Izoro is an unincorporated community in Lampasas County, in the U.S. state of Texas. According to the Handbook of Texas, the community had a population of 17 in 2000. It is located within the Killeen-Temple-Fort Hood metropolitan area.

History
Izoro was founded in the early 1880s and early settler John Higgins named it Higgins Gap. Violence plagued the community in its early years, suffering from feuds between settlers and Indian raids. In 1885, both C.J. Dumas built a cotton gin and E.J. Healer built a general store in Izoro. A post office was established at Izoro in 1888 with Thomas J. Upton as the first postmaster, but it was located in nearby Coryell County. A well-known resident gave it the name Izoro for his daughter, Izoro Gilliam. The post office then moved to Lampasas County in 1914 and grew to have telephone service, two churches, and three stores. The population of the community was reported as 25 in 1925, 150 in 1927, 25 in 1933, 75 in 1949, and 31 from 1968 to 1990. There was only one gas station and a combination post office/community center in the mid-1980s. The population was reported as 17 in 2000. Today, the community serves as a vacation spot for tourists, hunters, and fishermen.

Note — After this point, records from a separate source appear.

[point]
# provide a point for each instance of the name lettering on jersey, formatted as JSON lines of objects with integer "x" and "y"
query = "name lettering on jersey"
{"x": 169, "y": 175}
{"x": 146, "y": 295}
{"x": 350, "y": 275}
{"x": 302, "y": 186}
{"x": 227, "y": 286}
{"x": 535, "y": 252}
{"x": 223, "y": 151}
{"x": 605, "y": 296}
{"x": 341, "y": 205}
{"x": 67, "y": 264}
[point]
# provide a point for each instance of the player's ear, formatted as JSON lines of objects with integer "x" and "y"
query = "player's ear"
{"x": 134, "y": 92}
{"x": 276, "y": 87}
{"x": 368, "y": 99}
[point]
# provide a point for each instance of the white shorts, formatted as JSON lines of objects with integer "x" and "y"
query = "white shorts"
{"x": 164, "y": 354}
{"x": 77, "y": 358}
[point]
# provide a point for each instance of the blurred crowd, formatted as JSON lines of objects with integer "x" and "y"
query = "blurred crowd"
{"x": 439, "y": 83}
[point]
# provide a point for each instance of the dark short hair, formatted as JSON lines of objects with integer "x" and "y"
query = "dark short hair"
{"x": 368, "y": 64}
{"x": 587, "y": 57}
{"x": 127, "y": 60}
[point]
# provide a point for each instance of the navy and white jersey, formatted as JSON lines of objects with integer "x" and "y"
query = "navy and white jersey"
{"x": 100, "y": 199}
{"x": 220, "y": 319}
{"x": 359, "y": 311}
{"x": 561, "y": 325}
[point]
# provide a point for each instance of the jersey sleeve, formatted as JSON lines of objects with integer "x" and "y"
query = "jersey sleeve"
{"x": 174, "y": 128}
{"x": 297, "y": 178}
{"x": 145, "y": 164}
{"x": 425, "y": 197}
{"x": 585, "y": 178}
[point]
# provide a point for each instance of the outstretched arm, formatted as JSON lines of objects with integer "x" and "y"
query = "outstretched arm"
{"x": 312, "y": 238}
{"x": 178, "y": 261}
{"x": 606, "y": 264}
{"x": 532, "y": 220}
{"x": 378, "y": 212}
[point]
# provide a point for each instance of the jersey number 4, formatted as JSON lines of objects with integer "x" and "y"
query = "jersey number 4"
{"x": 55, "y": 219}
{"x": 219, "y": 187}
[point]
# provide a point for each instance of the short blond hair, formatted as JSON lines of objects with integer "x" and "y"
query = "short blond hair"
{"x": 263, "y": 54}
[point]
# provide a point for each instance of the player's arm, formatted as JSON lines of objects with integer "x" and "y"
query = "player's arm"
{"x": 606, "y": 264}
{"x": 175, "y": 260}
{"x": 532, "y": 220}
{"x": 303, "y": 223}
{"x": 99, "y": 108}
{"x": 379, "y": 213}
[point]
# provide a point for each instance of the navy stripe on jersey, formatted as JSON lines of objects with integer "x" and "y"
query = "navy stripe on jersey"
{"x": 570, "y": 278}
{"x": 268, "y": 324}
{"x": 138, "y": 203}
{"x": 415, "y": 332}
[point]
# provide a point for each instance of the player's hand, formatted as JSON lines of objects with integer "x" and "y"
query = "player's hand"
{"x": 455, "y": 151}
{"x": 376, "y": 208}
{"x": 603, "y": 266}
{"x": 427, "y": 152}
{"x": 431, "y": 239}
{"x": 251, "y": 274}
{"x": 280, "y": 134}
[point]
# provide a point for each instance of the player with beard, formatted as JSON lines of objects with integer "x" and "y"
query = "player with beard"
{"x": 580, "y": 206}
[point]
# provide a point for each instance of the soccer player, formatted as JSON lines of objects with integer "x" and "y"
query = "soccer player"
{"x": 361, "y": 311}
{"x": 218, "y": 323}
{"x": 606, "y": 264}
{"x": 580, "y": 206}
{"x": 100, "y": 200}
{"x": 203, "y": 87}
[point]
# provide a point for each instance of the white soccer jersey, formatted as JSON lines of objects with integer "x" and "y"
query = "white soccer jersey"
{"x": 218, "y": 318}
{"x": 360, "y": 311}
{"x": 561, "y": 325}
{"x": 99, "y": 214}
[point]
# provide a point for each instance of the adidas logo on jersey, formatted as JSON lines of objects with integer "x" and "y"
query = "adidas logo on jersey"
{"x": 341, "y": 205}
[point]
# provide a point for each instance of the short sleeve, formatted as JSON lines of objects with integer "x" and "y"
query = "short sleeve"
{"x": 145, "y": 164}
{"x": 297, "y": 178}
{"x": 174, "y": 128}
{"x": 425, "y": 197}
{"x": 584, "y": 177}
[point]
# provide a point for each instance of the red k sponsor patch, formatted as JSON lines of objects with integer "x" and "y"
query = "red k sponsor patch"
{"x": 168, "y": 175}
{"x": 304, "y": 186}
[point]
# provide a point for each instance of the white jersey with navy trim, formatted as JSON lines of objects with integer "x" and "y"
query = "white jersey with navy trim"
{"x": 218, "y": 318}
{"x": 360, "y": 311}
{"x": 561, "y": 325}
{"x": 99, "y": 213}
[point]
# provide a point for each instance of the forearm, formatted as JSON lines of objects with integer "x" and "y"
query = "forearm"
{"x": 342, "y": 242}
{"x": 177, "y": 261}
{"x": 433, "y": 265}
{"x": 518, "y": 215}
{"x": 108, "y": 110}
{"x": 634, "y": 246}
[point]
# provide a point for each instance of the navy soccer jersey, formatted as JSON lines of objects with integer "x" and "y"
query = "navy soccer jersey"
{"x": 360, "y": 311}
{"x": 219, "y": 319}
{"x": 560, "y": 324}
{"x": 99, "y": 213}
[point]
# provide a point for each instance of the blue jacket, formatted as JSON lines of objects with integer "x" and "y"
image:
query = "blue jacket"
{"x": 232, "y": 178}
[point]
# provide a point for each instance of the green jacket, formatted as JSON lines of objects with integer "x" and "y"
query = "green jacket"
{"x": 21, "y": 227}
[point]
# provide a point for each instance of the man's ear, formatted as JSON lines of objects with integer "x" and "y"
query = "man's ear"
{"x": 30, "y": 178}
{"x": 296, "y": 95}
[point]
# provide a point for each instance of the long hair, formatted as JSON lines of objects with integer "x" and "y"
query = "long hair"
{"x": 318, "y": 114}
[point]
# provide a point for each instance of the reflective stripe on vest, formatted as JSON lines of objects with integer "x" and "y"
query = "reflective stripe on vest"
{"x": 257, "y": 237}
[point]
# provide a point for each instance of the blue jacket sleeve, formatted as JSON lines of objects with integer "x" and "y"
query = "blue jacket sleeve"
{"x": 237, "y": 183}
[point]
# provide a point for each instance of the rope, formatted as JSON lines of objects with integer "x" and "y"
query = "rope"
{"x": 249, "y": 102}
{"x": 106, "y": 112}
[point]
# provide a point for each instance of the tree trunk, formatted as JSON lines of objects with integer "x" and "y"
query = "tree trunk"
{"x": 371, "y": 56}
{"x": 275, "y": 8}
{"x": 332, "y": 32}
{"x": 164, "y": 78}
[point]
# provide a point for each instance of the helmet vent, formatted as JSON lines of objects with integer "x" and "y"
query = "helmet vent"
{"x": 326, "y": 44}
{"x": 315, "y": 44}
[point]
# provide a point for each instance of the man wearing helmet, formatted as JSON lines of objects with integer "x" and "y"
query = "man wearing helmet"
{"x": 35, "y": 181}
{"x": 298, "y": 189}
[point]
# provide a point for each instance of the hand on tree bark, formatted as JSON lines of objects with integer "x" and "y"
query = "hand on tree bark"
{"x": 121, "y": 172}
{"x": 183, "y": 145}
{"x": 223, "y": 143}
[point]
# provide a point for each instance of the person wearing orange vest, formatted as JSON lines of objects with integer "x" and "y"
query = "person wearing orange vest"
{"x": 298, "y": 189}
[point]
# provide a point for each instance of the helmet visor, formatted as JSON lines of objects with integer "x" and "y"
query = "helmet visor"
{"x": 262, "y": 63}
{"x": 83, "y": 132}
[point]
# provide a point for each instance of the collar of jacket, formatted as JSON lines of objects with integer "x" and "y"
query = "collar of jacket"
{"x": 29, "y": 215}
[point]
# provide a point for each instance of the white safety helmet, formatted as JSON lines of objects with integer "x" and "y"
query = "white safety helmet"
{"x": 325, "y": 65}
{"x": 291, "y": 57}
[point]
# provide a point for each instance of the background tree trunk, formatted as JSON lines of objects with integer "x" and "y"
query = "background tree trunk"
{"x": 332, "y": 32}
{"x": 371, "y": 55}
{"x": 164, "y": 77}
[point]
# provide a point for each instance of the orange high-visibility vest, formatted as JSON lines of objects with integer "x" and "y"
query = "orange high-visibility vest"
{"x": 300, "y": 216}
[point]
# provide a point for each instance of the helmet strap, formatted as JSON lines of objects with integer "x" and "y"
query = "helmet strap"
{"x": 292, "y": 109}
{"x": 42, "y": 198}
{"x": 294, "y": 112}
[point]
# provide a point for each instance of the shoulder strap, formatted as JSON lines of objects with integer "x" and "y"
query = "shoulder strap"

In the early 1900s, a couple whose families did not want them to marry each other got into a feud at a local church. The woman's father and husband died during a gunfight, while other family members were injured.

The community grew up on a stagecoach trail from Pearl to Townsen Mills. The boll weevil devastated crops in the area in the 1930s. Ethel Upton also served as a postmistress for a time. A dentist also served in the community.

Geography
Izoro is located on Farm to Market Road 1690,  east of Texas State Highway 21,  east of the Lampasas River, and 3 ½ miles northwest of Franklin Mountain in northern Lampasas County. It is  northeast of Lampasas and  north of Austin.

Education
Izoro had its own school in 1914. Today, the community is served by the Lampasas Independent School District, with elementary-age kids going to Hanna Springs Elementary School.